Cassie shrugged. “It’s unclear. The Renaissance artists certainly thought so.” She laughed at the disgusted and fascinated faces around the room. 

“If you can turn into a swan like Zeus could,” Tim said, “then what else can you do?”

Cassie thought of lightning and thunder. Powerful winds and pouring rain. Zeus was the god of the sky, after all.
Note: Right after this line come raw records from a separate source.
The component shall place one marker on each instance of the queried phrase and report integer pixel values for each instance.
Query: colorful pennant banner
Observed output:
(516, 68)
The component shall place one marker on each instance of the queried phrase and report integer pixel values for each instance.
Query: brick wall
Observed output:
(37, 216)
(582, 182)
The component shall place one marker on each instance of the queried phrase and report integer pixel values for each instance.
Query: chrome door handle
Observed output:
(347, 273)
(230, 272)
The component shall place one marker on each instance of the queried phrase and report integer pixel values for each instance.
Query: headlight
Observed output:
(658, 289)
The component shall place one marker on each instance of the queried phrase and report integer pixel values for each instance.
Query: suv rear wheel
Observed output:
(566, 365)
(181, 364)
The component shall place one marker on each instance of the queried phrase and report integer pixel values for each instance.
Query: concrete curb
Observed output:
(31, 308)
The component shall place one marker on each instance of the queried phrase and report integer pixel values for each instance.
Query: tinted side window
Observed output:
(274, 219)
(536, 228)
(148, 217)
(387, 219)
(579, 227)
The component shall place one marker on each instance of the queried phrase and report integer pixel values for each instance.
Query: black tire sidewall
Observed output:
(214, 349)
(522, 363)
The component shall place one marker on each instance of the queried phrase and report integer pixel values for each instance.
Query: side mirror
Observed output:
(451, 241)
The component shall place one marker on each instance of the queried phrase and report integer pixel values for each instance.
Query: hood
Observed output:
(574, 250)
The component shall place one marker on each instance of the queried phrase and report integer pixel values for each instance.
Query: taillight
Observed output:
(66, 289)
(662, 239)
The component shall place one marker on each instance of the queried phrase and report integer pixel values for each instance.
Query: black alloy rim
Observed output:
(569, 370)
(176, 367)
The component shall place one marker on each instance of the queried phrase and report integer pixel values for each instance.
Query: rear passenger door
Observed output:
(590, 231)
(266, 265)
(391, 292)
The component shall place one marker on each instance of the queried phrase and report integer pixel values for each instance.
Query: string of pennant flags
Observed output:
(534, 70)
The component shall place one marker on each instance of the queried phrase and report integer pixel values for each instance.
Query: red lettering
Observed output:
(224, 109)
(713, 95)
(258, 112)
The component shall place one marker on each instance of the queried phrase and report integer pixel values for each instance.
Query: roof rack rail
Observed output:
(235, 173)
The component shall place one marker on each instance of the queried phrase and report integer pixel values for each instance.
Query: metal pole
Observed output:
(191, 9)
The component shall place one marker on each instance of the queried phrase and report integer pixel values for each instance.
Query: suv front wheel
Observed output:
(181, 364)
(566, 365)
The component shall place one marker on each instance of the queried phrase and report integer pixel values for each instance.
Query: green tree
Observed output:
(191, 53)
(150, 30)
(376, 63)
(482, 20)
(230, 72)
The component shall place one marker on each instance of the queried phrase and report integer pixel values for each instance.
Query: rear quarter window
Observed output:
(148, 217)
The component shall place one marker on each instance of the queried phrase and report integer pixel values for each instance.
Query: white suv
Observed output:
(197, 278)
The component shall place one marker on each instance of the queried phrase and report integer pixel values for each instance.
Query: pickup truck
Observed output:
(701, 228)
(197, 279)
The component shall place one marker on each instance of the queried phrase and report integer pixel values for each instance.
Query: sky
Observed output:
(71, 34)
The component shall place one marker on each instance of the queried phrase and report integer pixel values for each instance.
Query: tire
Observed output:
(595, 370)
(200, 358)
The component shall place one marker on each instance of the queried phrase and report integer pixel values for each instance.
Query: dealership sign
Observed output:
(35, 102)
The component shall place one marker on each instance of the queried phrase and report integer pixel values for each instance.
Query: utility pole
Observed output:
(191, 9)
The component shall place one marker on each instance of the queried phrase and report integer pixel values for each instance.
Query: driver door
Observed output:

“I don’t know,” she said. “But I can’t wait to find out.”

Notes:

Headcanon that Cassie has latent shapeshifting abilities, courtesy of her father Zeus. She’s still in the early stages of figuring out all her powers, since she never really considered the possibility that there might be more to her powerset until after she threw off Ares’ influence. Other powers she has the potential to inherit include making lightning bolts and other weather phenomena like rain and tornadoes, and, as it’s implied here, the ability to manipulate and transform matter. Because in terms of classification Cassie changing her lasso's nature and discorporating Lycus aren't too far off from Zeus turning people into cows.